Eyes tight shut. That look of pain he’d seen so often.
‘We lived together for years and still you didn’t know me. I was married to Wim for less than two. Why . . .?’
‘You knew him longer than that.’
A brief smile, not bitter.
‘True.’ She launched the
half-spent cigarette into a nearby bin. ‘He always seemed gentle to me. Unhappy, disappointed in some ways. I thought I could help him. He thought he could help me.’ A shrug. ‘I guess we were both wrong.’
Her eyes turned on him and they were sad and serious.
‘So perhaps he did. He was at the end of his tether with Bea. I know that. If Katja found out he’d harmed her . . .’ She was considering this as a possibility, for the first time it seemed. ‘I don’t know what she’d do. Something. But why now?’
This had been troubling him too. He’d got Koeman to look into the Yellow House’s methods. Regressive therapy involved forcing ‘patients’ to face up to hidden secrets from the past.
‘Because he sent her for counselling,’ Vos said. ‘Recovered memory or something. Or maybe Katja just finally found someone who’d believe her.’
‘What happens next?’
‘We wait. An officer stays with her. With you.’
‘In case—’
‘In case of nothing. We can’t press the girl. The doctors wouldn’t allow it even if we wanted to. We’ve got to explore other possibilities.’
‘Like what?’
‘I can’t go into that.’
‘Something happened, didn’t it? Last night? I heard the policewoman talking to one of the nurses. She said it was terrible.’
Vos glanced at his watch. Time to go.
‘It’s on the news,’ he said. ‘Probably more than I can tell you anyway. When Katja’s awake . . . I’ll come back.’ He waited until she was looking into his eyes again. ‘You’re going to have to look after her. She’ll need someone. You’re all—’

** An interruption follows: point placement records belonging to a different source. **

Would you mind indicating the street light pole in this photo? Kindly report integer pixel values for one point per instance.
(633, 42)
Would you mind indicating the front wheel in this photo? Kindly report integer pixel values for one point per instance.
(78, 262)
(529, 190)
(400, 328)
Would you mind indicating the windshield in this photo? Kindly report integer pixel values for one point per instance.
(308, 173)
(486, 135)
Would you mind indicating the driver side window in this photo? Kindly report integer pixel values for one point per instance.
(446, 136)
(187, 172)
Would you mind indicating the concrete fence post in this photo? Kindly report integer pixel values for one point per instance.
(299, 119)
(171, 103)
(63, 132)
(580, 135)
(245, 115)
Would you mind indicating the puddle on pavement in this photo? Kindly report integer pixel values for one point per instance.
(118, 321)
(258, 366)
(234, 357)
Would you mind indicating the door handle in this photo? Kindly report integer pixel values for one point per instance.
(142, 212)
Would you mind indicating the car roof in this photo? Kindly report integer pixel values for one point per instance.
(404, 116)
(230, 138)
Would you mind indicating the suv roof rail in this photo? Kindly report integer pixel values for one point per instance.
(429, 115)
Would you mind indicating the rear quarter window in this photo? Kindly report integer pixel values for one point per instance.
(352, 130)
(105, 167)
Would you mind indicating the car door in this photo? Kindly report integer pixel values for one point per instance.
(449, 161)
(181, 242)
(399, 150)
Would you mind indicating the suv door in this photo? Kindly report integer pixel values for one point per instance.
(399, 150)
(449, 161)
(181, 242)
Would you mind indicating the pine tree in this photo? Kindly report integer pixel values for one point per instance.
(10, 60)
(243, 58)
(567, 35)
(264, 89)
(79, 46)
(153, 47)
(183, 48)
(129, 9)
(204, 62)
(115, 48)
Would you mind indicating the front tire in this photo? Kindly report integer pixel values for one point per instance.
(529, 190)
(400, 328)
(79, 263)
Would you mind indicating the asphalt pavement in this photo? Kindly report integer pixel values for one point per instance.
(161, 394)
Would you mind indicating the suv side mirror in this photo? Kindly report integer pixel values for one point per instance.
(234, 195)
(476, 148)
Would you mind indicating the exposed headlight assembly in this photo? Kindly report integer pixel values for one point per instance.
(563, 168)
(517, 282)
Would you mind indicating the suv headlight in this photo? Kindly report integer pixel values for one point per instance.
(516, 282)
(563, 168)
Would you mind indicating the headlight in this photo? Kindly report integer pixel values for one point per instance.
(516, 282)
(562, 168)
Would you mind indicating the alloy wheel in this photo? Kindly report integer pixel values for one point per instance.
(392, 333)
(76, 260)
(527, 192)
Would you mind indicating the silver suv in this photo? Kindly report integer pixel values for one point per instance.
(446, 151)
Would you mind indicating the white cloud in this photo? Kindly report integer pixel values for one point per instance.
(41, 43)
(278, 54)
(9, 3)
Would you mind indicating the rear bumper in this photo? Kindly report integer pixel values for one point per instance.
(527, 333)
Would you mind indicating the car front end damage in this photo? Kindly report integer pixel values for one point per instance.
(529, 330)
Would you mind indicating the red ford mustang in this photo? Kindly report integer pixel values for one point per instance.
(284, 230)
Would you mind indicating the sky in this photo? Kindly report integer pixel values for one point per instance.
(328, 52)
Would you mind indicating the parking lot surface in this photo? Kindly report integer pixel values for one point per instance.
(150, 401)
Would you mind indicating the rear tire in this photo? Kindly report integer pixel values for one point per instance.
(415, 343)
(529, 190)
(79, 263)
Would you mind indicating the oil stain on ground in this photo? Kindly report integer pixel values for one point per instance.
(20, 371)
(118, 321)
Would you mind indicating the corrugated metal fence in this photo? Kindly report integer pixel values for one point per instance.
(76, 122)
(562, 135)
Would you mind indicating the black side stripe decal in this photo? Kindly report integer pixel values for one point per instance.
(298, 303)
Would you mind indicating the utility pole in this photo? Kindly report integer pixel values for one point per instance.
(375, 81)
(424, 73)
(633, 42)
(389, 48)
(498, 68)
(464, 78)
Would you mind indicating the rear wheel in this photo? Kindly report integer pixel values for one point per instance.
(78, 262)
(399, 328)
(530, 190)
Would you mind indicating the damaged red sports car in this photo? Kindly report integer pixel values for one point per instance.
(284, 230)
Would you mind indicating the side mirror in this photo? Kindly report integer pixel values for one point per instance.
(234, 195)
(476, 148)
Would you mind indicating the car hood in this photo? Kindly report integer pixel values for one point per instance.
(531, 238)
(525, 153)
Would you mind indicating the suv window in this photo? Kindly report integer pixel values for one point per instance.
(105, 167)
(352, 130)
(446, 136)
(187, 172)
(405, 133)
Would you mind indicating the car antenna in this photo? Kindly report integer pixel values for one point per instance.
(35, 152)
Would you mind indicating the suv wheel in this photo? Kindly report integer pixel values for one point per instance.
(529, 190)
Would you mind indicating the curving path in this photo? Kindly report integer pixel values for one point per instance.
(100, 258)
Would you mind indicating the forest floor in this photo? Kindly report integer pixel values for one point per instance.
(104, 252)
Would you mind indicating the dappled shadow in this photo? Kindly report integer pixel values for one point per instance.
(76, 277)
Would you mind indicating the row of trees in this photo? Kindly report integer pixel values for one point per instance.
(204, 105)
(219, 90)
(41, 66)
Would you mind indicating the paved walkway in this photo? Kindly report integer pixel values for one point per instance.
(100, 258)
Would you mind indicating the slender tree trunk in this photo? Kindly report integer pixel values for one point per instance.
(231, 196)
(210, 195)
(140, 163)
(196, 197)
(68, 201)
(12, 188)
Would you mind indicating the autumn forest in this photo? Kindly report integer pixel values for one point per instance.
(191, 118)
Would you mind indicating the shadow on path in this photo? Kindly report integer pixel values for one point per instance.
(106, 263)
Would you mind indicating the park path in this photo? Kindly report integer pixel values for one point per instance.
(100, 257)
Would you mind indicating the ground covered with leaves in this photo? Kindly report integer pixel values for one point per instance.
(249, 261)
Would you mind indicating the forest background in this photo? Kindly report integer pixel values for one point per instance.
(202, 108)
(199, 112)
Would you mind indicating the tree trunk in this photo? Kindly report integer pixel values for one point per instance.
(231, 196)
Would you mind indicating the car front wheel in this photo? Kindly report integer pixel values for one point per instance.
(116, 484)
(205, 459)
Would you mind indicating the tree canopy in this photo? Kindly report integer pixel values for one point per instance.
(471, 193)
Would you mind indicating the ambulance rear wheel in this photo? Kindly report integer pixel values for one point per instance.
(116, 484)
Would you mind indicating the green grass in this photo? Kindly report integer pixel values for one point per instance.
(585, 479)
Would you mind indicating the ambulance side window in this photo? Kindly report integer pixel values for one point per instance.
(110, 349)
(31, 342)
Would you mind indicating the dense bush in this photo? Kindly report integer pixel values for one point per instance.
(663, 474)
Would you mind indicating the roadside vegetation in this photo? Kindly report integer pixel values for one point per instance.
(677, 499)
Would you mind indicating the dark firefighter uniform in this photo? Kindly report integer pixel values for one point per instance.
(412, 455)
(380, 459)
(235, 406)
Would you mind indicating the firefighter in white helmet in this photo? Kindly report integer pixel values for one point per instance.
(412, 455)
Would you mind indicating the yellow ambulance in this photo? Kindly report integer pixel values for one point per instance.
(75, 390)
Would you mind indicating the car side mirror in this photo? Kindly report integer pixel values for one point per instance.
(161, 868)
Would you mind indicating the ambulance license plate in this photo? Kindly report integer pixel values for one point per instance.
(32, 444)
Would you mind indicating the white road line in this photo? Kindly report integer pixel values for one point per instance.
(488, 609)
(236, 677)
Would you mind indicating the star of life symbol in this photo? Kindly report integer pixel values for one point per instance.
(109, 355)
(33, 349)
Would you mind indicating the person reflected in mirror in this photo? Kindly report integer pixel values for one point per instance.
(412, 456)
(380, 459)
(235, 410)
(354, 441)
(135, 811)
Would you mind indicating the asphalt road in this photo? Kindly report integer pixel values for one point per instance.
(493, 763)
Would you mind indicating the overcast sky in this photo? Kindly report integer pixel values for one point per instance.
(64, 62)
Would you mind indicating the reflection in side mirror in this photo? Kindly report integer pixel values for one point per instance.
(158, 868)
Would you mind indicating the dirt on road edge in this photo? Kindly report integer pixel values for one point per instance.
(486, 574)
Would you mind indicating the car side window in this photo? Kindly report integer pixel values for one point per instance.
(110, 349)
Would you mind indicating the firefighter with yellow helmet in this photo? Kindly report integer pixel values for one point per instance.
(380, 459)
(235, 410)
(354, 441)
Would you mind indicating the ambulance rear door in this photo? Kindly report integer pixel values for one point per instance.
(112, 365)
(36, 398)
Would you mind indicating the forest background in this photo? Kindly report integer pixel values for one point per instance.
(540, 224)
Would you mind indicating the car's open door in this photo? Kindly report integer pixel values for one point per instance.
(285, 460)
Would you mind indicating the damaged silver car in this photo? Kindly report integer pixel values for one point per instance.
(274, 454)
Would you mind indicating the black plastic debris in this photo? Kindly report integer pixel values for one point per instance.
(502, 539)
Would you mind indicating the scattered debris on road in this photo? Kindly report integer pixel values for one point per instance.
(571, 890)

‘She hates me,’ Liesbeth Prins said. ‘Will you never listen?’
‘Then why are you here?’
‘Where else would I be? What happened, Pieter?’
‘They’ll have a TV somewhere,’ he repeated.
Then went downstairs, over to the emergency department. This was where they took Laura Bakker the previous night while he and Van der Berg were waiting for a team to deal with Katja Prins. This was where she stayed.